After the collision, the rectangular components of the momentum of `m_(1)` are
(i) `m_(1)v_(1)costheta`, along positive x axis
(ii) `m_(1)v_(1)sintheta`, along positive y axis
After the collision, the rectangular components of the momentum of `m_(2)` are
(i) `m_(2)v_(2)costheta`, along positive x axis
`m_(2)v_(2)sintheta`, along positive y axis
Applying the law of conservation of momentum along x axis we get,
`m_(1)u_(1)=m_(1)v_(1)costheta_(1)+m_(2)v_(2)costheta_(2)" "...(1)`
The initial momentum of `m_(1)` or `m_(2)` along y axis is zero. Applying the principle of conservation of momentum along y axis we get,
`0=m_(1)thetasintheta_(1)+m_(2)v_(2)sintheta_(2)....(2)`
In this problem, a particle elastically collides obliquely with a particle of same mass at rest. So the two particles are identical.

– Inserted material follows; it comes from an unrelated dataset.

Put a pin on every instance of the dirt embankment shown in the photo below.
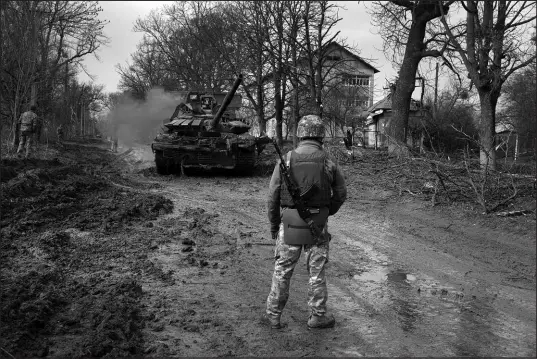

`therefore m_(1)=m_(2)=m` (say)
By conservation of kinetic energy for elastic collision we get,
`(1)/(2)m u_(1)^(2)=(1)/(2)mv_(1)^(2)+(1)/(2)mv_(2)^(2)[becauseu_(2)=0]`
Dividing by `(1)/(2)m_(2)` we get
`therefore u_(1)=v_(1)^(2)+v_(2)^(2)" "...(3)`
By conservation of linear momentum we get
`mvecu_(1)=mvecv_(1)+mvecv_(2)`
Dividing by m we get
`vecu_(1)=vecv_(1)+vecv_(2)" "...(4)`
Then `vecu_(1).vecu_(1)=(vecv_(1)+vecv_(2))(vecv_(1)+vecv_(2))`
`=vecv_(1).vecv_(1)+vecv_(1).vecv_(2)+vecv_(2).vecv_(1)+vecv_(2).vecv_(2)`
or `u_(1)^(2)=v_(1)^(2)+v_(2)^(2)+2vecv_(1)vecv_(2)" "...(5)`
But from (3)
`v_(1)^(2)+v_(2)^(2)=u_(1)^(2)`
`therefore` Equation (5) becomes
`u_(1)^(2)=u_(1)^(2)+2vecv_(1)vecv_(2)`
`therefore vecv_(1)vecv_(2)=0`
This shows that the angle between `vecv_(1) and vecv_(2)` is `90^(@)`.
Hence two identical particles move perpendicular to each other after collision in two dimensions.